Der angeschlagene österreichische Publisher JoWooD ist in den vergangenen Wochen verschiedene Restrukturierungskonzepte mit potenziellen Investoren durchgegangen. Letztlich präsentierte sich Vertriebspartner Koch Media als erfolgversprechendste Alternative. Die Zustimmung der Aktionäre vorausgesetzt, wird das Unternehmen aus Planegg bei JoWooD einsteigen.

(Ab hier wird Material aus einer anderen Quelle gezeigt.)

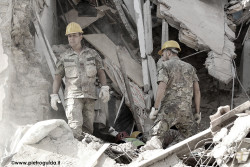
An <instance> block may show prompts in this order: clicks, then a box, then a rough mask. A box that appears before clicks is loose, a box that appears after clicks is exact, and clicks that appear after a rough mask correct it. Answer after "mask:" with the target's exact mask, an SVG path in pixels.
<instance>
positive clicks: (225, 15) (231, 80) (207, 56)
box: [0, 0, 250, 167]
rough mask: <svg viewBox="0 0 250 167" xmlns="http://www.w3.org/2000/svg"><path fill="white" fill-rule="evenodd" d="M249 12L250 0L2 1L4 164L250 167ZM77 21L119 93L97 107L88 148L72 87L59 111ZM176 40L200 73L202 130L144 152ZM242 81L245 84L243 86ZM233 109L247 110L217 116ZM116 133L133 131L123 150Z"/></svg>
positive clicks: (74, 165) (96, 89) (2, 160)
mask: <svg viewBox="0 0 250 167" xmlns="http://www.w3.org/2000/svg"><path fill="white" fill-rule="evenodd" d="M249 9H250V1H249V0H229V1H226V0H223V1H217V0H211V1H201V0H192V1H190V2H188V3H187V2H186V1H184V0H178V1H175V0H158V1H156V0H144V1H142V0H134V1H131V0H123V1H120V0H105V1H104V0H95V1H94V0H87V1H85V0H60V1H55V0H34V1H30V0H22V1H18V0H1V2H0V56H1V61H0V80H1V82H0V127H1V128H0V134H1V135H2V137H1V139H0V157H2V162H1V165H2V166H7V167H10V166H16V165H17V163H19V162H21V163H23V162H24V163H29V164H28V165H29V166H32V165H34V166H35V165H36V164H37V163H41V164H42V165H51V164H52V165H59V166H65V167H66V166H67V167H70V166H72V167H73V166H110V167H111V166H131V167H134V166H154V167H160V166H167V165H168V166H175V167H181V166H188V165H190V166H202V165H205V166H208V165H209V166H224V167H226V166H233V165H234V166H248V165H250V160H249V149H250V148H249V145H250V144H249V143H250V141H249V138H248V137H249V135H248V133H249V129H250V128H249V127H250V125H248V124H249V122H250V121H249V120H250V117H249V111H248V109H249V101H247V99H248V98H249V97H248V96H243V95H242V94H240V93H241V92H243V93H246V94H247V92H249V88H250V84H249V83H250V82H249V68H248V66H249V62H250V59H249V47H250V40H249V39H250V33H249V32H250V31H249V18H250V12H249ZM69 22H77V23H79V24H80V25H81V28H82V29H83V31H84V34H83V38H84V40H83V44H84V45H86V46H88V47H90V48H93V49H95V50H96V51H97V52H98V53H99V54H100V56H101V57H102V59H103V66H104V70H105V72H106V75H107V82H108V85H109V87H110V88H111V91H110V92H111V100H110V101H109V103H108V104H104V103H102V102H101V100H100V99H98V100H96V104H95V112H96V113H97V114H96V115H97V117H96V120H95V134H94V135H95V136H98V137H95V136H93V135H90V134H87V133H85V134H84V139H83V140H82V141H78V140H76V139H74V137H73V134H72V131H71V130H70V128H69V127H68V125H67V123H66V122H65V121H64V120H66V119H65V113H64V107H65V103H64V100H63V99H64V95H63V89H64V87H63V86H62V88H61V90H60V92H59V95H60V99H61V100H62V105H60V106H59V111H58V112H55V111H54V112H53V111H52V109H51V108H50V104H49V94H50V93H51V89H52V79H53V76H54V73H55V65H56V62H57V60H58V58H59V55H60V54H61V53H62V52H64V51H65V50H66V49H67V48H69V45H67V40H66V38H65V25H67V24H68V23H69ZM169 39H171V40H176V41H178V42H180V44H181V48H182V52H180V55H179V57H180V59H182V60H183V59H184V60H185V61H187V62H189V63H190V64H192V65H193V66H194V67H195V68H196V69H197V75H198V77H199V79H200V88H201V95H202V100H201V112H202V121H201V124H200V129H199V131H200V133H198V132H197V133H198V134H197V135H195V136H192V137H190V138H188V139H186V140H183V141H181V142H179V143H177V144H175V145H170V146H169V147H167V148H166V149H156V150H151V151H149V150H145V149H140V147H141V146H142V145H144V144H145V143H144V142H145V141H143V139H141V138H140V140H139V139H137V138H136V137H135V138H132V139H131V138H130V137H131V136H130V135H131V134H132V132H133V131H135V130H136V131H140V132H142V133H143V135H145V136H146V135H148V134H149V132H150V128H151V127H152V125H153V122H152V121H151V120H149V119H148V114H149V110H150V108H151V107H152V104H153V101H154V100H155V98H156V90H157V86H158V85H157V77H156V76H157V73H158V70H159V68H160V64H161V59H160V57H159V55H156V54H155V53H157V52H158V50H159V48H160V47H161V45H162V43H164V42H165V41H167V40H169ZM242 45H244V46H242ZM236 53H237V56H236ZM240 54H242V55H240ZM157 61H158V62H157ZM238 67H239V68H238ZM237 74H239V76H238V75H237ZM236 79H237V80H238V81H239V82H240V81H242V82H243V83H242V84H241V83H236V84H235V80H236ZM98 84H99V81H98V80H97V81H96V90H97V92H98V91H99V90H100V88H99V87H98ZM242 85H243V86H244V87H245V88H247V89H246V90H245V89H243V88H244V87H243V88H241V86H242ZM234 88H235V89H234ZM232 93H238V94H239V95H238V94H237V96H235V95H234V94H233V95H231V94H232ZM235 97H237V98H235ZM246 101H247V102H246ZM243 102H245V103H243ZM230 103H232V104H231V106H238V107H236V108H234V109H232V110H230V107H229V106H224V107H220V108H219V109H218V111H217V113H215V108H217V107H219V106H223V105H229V104H230ZM214 113H215V114H214ZM212 114H214V115H212ZM236 114H238V116H239V117H238V116H237V117H238V118H237V117H236ZM210 115H212V116H210ZM209 116H210V119H211V121H210V120H209ZM236 118H237V119H236ZM235 119H236V120H235ZM44 120H46V121H44ZM209 123H210V124H211V126H210V125H209ZM233 123H234V125H233ZM209 126H210V128H209V129H207V128H208V127H209ZM110 127H112V128H113V129H114V130H116V131H118V132H122V134H127V136H125V137H124V136H123V137H122V138H120V140H119V142H122V143H119V142H117V141H115V140H114V136H112V139H110V138H109V137H110V136H108V135H110V134H108V135H107V129H109V128H110ZM107 136H108V137H107ZM116 140H117V139H116ZM113 141H115V142H113ZM146 146H147V145H146ZM144 148H146V147H144Z"/></svg>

Koch Media präsentiert sich als Retter in der Not. Wie der österreichische Publisher JoWooD Productions mitteilte, wurde eine strategische Partnerschaft mit dem Distributor aus Planegg bei München vereinbart. Die Zustimmung der Aktionäre vorausgesetzt, wird sich Koch Media im Zuge einer finanzwirtschaftlichen Restrukturierung an JoWooD beteiligen. Der Partner habe sich bereit erklärt, im Rahmen einer Entschuldung Forderungen gegenüber JoWooD abzukaufen bzw. einzulösen. Nach einer Kapitalherabsetzung durch eine Aktienzusammenlegung im Verhältnis eins zu vier ist eine Eigenkapitalerhöhung vorgesehen. Unter gleichzeitiger Stärkung der Eigenkapitalbasis soll dies eine Entschuldung in Höhe von 10,5 Mio. Euro herbeiführen.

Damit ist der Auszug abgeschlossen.